Closure is due to 2 mechanisms:
  1. exposure of infants lungs to oxygen promotes bradykinin production which promotes PDA closure
  2. loss of maternal prostaglandins encourages closure

Closure is more likely to fail (=patent ductus arteriosus) in:
  • premature infants
  • infants exposed to rubella in 1st trimester
  • infants at high altitude

Features of patent ductus arteriosus include:
  • machinery murmur
  • wide, collapsing pusle
  • apical heave

If it does not close the infant may fail to thrive or develop heart failure.
Many cases however will be asymptomatic.
5% of patients with PDA go to develop pulmonary hypertension and Eisenmengers.

  • indomethacin (a prostaglandin antagonist) causes closure in 90%
  • surgical treatment is also an option

In some cases (eg transposition of the great vessels) keeping the ductus arteriosus open may be beneficial to the infant, in which case IV prostaglandin E1 is given.

On to the cardiac axis...

MRCP revision battle 54.4: Cardiac axis

The normal cardiac axis is -30 to +90 degrees.

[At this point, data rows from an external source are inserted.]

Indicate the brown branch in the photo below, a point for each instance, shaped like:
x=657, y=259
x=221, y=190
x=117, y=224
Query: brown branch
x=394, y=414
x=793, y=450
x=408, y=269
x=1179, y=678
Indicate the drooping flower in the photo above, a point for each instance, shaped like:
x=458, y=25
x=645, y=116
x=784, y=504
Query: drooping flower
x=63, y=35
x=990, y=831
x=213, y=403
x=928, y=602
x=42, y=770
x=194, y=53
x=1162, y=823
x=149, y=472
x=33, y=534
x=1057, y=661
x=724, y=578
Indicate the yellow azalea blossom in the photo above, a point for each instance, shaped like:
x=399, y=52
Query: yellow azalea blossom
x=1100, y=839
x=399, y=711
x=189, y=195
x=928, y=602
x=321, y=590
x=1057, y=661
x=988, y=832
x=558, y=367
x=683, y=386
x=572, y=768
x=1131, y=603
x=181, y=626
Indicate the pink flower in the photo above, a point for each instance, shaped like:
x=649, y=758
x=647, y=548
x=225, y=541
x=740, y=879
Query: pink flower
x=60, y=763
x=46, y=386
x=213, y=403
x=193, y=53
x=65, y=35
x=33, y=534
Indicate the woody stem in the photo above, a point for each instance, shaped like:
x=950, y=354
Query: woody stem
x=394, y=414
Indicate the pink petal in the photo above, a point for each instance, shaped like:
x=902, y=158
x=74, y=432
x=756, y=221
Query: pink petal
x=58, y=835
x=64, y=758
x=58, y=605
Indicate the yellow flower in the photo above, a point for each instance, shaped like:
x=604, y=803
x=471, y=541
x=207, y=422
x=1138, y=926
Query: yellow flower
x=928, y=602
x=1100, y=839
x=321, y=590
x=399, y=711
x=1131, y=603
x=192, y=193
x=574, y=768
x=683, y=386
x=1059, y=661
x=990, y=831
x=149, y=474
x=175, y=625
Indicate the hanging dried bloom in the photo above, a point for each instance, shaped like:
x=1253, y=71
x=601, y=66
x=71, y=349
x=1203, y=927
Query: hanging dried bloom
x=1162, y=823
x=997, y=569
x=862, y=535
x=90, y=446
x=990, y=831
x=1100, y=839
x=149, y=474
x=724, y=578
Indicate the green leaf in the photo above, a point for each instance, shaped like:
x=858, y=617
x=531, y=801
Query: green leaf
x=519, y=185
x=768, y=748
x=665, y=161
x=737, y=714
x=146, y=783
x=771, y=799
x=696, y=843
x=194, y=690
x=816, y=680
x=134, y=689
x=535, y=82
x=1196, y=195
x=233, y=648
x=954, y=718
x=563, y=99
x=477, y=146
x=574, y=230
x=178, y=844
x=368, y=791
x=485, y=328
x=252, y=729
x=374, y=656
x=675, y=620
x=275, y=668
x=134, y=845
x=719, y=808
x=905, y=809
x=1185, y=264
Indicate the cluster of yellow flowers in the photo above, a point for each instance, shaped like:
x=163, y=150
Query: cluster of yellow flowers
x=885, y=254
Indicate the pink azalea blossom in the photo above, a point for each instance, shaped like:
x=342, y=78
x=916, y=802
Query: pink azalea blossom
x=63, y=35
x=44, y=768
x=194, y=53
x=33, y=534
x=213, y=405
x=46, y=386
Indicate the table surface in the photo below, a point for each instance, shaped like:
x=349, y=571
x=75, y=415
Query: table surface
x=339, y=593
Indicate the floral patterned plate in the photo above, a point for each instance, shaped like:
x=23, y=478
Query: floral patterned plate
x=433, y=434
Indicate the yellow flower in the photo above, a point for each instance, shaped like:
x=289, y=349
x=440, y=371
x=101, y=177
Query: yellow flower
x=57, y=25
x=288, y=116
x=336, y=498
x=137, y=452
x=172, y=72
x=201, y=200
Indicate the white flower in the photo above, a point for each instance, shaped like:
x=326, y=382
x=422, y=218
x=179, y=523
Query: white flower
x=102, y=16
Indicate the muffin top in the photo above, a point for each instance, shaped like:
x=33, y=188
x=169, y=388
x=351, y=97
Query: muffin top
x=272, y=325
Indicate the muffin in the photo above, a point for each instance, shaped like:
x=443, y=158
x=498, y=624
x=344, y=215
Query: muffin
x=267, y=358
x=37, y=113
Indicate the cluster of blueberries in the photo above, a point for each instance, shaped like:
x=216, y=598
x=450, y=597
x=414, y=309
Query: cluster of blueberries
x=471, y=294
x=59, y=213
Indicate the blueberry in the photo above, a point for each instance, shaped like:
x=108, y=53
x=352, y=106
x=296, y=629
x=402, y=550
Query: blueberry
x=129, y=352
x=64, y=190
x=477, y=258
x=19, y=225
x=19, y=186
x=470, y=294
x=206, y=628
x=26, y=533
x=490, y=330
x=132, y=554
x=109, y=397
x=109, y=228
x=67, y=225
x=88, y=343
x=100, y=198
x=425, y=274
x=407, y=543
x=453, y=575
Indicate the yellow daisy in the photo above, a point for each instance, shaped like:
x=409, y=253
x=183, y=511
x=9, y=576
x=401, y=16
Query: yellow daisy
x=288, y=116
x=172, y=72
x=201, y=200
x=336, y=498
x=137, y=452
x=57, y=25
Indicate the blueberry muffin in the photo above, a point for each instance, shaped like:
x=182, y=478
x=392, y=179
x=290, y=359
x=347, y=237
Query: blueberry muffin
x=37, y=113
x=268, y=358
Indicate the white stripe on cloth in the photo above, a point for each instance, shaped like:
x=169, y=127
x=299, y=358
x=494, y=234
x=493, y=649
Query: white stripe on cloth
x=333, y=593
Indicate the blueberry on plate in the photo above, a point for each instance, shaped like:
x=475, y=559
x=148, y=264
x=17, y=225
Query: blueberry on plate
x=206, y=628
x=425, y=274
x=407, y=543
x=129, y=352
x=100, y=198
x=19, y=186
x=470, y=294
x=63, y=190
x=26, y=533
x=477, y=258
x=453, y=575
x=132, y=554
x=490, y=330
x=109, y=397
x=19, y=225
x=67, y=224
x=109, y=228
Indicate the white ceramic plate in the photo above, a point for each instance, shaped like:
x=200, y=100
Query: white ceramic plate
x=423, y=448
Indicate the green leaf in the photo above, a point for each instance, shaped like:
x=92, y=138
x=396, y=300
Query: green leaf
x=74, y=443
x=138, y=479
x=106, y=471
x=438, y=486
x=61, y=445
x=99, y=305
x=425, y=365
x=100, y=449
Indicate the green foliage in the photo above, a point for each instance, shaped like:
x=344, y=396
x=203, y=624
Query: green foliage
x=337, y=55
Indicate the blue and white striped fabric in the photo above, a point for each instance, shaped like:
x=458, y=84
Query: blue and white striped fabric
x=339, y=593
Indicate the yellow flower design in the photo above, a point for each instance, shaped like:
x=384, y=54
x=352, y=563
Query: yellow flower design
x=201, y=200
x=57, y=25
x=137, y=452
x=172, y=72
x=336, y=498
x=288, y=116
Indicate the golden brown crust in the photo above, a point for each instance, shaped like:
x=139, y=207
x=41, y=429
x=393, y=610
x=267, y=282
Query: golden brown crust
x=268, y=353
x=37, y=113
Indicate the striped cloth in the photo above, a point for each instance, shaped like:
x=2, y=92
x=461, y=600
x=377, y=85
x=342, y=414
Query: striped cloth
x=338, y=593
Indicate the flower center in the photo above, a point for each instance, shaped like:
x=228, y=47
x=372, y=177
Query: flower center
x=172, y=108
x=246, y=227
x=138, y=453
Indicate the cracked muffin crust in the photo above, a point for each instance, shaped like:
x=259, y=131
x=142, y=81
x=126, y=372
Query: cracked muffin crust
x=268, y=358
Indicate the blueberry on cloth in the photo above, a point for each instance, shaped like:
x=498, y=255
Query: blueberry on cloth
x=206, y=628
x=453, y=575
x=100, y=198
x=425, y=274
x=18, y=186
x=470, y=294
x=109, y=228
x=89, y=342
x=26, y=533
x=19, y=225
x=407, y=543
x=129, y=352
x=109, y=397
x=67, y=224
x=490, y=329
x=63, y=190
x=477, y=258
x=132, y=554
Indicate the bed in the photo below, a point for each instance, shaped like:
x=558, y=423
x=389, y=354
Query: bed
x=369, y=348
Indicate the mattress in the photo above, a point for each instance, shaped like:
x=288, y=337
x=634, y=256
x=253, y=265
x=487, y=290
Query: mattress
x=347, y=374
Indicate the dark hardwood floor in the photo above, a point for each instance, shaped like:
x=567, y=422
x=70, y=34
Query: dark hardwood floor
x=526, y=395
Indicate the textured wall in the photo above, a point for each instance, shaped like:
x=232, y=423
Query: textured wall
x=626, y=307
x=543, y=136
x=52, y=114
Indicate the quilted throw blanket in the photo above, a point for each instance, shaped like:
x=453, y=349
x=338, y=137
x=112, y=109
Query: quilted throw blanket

More negative = left axis deviation
More positive = right axis deviation.

Causes of left axis deviation:
  • LBBB
  • LVH
  • ASD
  • cardiomyopathies
  • aortic stenosis
  • can be normal in:
    • ascites
    • pregnancy
    • obesity

Causes of right axis deviation:
  • RBBB
  • RVH --> lung disease
  • PE
  • can be normal in:
    • infancy
    • thin people

Next: haemolysis

MRCP revision battle 54.5: Haemolysis

Haemolysis (=breakdown of red blood cells) may be intravascular or extravascular.
It causes a microcytic anaemia and raised reticulocyte count.

Intravascular haemolysis

Intravascular haemolysis is characterised by:
  • low haptoglobin (as all used up trying to 'recycle' the broken down red cells)
  • raised free plasma haemoglobin
  • haemoglobuinuria: red-brown urine
  • haemosiderinuria: once haptoglobin binding capacity is surpassed free Hb is filtered by the kidneys and can be detected in the urine in sloughed tubular cells using Prussian blue staining

Causes of intravascular haemolysis include:

Extravascular haemolysis

Extravascular haemolysis may cause splenomegaly.

Causes of extravascular haemolysis include:
  • warm AIHA (remember battle 39.7?)
  • cold haemagglutination disease
  • spherocytosis
  • haemoglobinopathies
  • haemolytic disease of the newborn

Now to the second haem battle of the day...

MRCP revision battle 54.6: Leukoerythroblastic change

Leukoerythroblastic change is the term used to describe nucleated red cells and primative white cells in the peripheral blood.

Causes of leukoertythroblastic change can be split into 2 catagories:

1. Invasion of bone marrow space
  • metastatic carcinoma
  • leukaemia
  • myeloma
  • lymphoma
  • myelofibrosis
  • Gaucher's disease (covered in next battle)
2. Severe illness

Leukoerythroblastic change may be indicated by:
  • high leucocyte alkaline phosphatase
  • Dohle bodies = blue leucocyte inclusions in peripheral cytoplasm of neutrophils
  • left shift of neutrophils = younger neutrophils than normal -->less nuclei

As an aside, Dohle bodies are also seen in burns, infection and trauma.

Now for the final short skirmish, Gaucher's disease...

MRCP revision battle 54.7: Gaucher's disease

Gaucher's disease is the most common of the lysosomal storage disorders.

It is a recessive inherited disorder on chromosome 1 in which lipid accumulates in organs (spleen, liver, brain, kidneys, lungs) and bone marrow due to lack of an enzyme.

Ashkenazi Jews are more affected.

Possible features include:
  • splenomegaly
  • hepatomegaly
  • yellow-brown skin pigmentation
  • seizures
  • low IQ
  • osteoporosis

Treatment can include splenectomy and replacement of the missing enzyme.